O impacto exato é muito difícil de calcular. Estimamos o impacto sobre a produtividade e sobre o poder de compra médio do brasileiro de no mínimo 10%, em um horizonte de 15 anos. Estamos falando de um impacto extremamente positivo sobre o nível de vida dos brasileiros com a mudança que está sendo proposta. Na situação atual do Brasil hoje, não vejo a menor possibilidade disso. Seria um custo fiscal muito alto. Estamos falando aqui, entre benefícios estaduais e federais, em muito mais de R$ 100 bilhões, apenas dos tributos que estão sendo substituídos pelo IBS.
R$ 100 bilhões? Só nesses cinco impostos?
Mais de R$ 100 bilhões com certeza. Muitos benefícios vão deixar de existir no final da transição, e sem aumento de carga tributária. Isso é importante dentro do modelo do IBS. Como ele é feito para manter a arrecadação, com a criação de um novo imposto, consegue acabar com os benefícios, sem aumentar a carga tributária, que é uma característica do IBS. Até por isso é necessário ter essa transição.
Qual será o prazo para entrar em vigor, até mudar o sistema, aprovar? Só de discussão no Congresso deve tomar aí o resto do ano, mais um pouco do ano seguinte. Qual é a sua avaliação?
Bom, o prazo, obviamente, é o Congresso que vai definir. É uma questão política. Agora, uma vez aprovada a proposta de emenda constitucional, vamos precisar provavelmente, no mínimo, de dois anos antes de começar a cobrar o IBS. Primeiro, tem que ser criado o comitê gestor. O comitê tem que criar todo o sistema informatizado de operação do IBS. Em princípio, a ideia é que ele substitua e unifique o sistema de emissão de nota fiscal no Brasil e no mundo. E que aproveite esse momento para dar uma boa limpada nas obrigações acessórias, que é a burocracia tributária atual. Mas isso exige e investimento pesado em informática. O comitê será tripartite. Gerido conjuntamente pela União, estados e municípios. Passado esse primeiro momento, o comitê tem ainda que fazer o regulamento, definir as questões técnicas.

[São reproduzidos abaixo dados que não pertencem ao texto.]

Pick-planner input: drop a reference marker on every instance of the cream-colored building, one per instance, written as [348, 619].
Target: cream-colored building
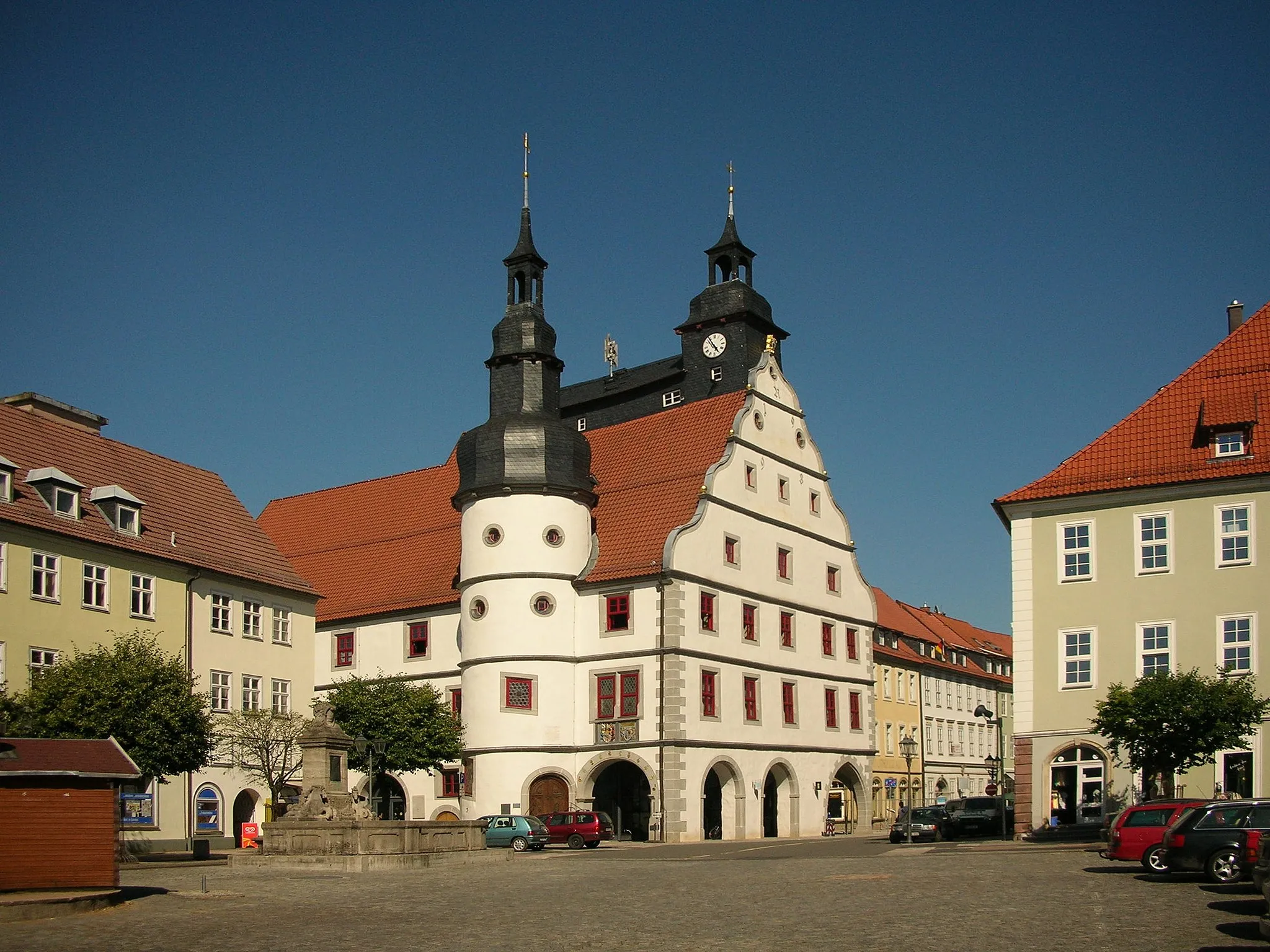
[100, 537]
[1141, 553]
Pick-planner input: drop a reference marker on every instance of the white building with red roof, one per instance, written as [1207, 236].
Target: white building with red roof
[638, 592]
[1137, 555]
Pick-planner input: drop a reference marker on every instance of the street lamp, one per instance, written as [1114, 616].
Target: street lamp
[370, 748]
[908, 751]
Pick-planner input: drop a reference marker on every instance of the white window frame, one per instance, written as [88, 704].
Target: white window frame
[1064, 684]
[1169, 650]
[46, 570]
[1140, 544]
[143, 603]
[1220, 536]
[100, 582]
[1061, 532]
[1253, 641]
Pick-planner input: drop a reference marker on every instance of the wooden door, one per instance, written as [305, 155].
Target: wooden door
[549, 794]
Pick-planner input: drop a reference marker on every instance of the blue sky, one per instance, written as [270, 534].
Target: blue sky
[266, 238]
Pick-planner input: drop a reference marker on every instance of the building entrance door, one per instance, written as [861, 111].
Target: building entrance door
[549, 794]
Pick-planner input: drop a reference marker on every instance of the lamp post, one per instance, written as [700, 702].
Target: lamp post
[908, 751]
[370, 748]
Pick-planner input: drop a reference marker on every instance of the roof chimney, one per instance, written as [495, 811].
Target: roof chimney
[1233, 315]
[52, 409]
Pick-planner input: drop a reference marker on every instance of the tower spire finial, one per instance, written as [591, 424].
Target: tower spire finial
[526, 174]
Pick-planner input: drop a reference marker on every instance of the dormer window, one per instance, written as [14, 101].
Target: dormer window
[59, 490]
[1230, 443]
[120, 508]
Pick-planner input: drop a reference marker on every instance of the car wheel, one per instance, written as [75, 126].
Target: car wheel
[1223, 866]
[1155, 858]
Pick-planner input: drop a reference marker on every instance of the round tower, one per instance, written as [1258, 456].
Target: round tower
[525, 493]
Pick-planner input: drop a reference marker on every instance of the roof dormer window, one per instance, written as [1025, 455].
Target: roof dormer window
[59, 490]
[120, 508]
[1230, 443]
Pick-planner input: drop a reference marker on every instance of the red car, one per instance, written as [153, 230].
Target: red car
[579, 829]
[1139, 832]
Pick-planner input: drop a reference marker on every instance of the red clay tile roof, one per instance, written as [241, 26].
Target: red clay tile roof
[393, 544]
[86, 758]
[1166, 439]
[214, 530]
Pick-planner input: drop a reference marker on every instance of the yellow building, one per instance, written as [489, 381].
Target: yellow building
[100, 537]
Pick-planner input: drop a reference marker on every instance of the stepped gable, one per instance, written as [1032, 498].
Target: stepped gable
[393, 544]
[213, 528]
[1166, 439]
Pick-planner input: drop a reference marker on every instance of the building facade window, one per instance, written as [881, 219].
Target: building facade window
[97, 587]
[417, 639]
[280, 696]
[618, 612]
[251, 692]
[1077, 551]
[221, 614]
[750, 695]
[281, 626]
[45, 570]
[1235, 535]
[1156, 648]
[143, 596]
[1236, 645]
[1153, 544]
[221, 692]
[1077, 658]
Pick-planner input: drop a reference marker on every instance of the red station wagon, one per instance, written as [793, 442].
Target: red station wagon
[579, 829]
[1139, 832]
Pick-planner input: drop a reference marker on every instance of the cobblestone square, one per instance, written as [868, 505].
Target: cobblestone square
[841, 894]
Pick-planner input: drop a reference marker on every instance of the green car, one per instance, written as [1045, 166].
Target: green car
[520, 833]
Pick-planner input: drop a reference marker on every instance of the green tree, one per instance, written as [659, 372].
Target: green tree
[417, 726]
[1169, 723]
[131, 691]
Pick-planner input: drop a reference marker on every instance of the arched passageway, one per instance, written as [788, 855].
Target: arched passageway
[623, 791]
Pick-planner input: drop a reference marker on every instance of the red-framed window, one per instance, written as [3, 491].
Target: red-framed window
[751, 695]
[518, 694]
[618, 612]
[706, 611]
[418, 635]
[709, 681]
[629, 684]
[450, 786]
[606, 696]
[345, 650]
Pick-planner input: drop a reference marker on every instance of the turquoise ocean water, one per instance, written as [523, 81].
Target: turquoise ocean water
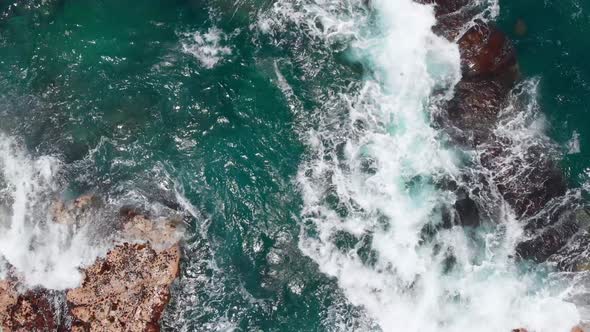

A reforma tributária foi o dever de casa que ficou faltando no Plano Real?

Acredito que sim. Perdemos uma chance muito boa de fazer uma mudança significativa do sistema tributário brasileiro lá na Constituição de 1988. Ali teria sido provavelmente o melhor momento de ter feito essa mudança que está sendo discutida hoje. De lá para cá teve várias tentativas, todas fracassadas. Teve vários puxadinhos, ajustes, desde a criação da CPMF, até outras questões. Mas a grande chance foi perdida ali. O que muda agora em relação a essas tentativas anteriores de fazer reforma tributária? Eu acho que o ambiente está mais favorável. As empresas simplesmente não aguentam mais, principalmente os tributos indiretos. Os governos têm a percepção generalizada de que o ICMS está condenado a ser cada vez menos relevante como fonte de financiamento do poder público. Em parte por razões estruturais, porque a economia é cada vez menos de mercadoria e mais de serviços intangíveis que ou são tributados pelo ISS, ou estão na zona cinzenta entre o ICMS e o ISS, e que ninguém tributa, o que é pior ainda – seja por razões mais conjunturais, com a aprovação da Lei complementar 160, em 2017, que convalidou os benefícios fiscais do ICMS, durante 15 anos, e permitiu que os estados deem benefícios iguais na mesma região, a famosa cola do benefício.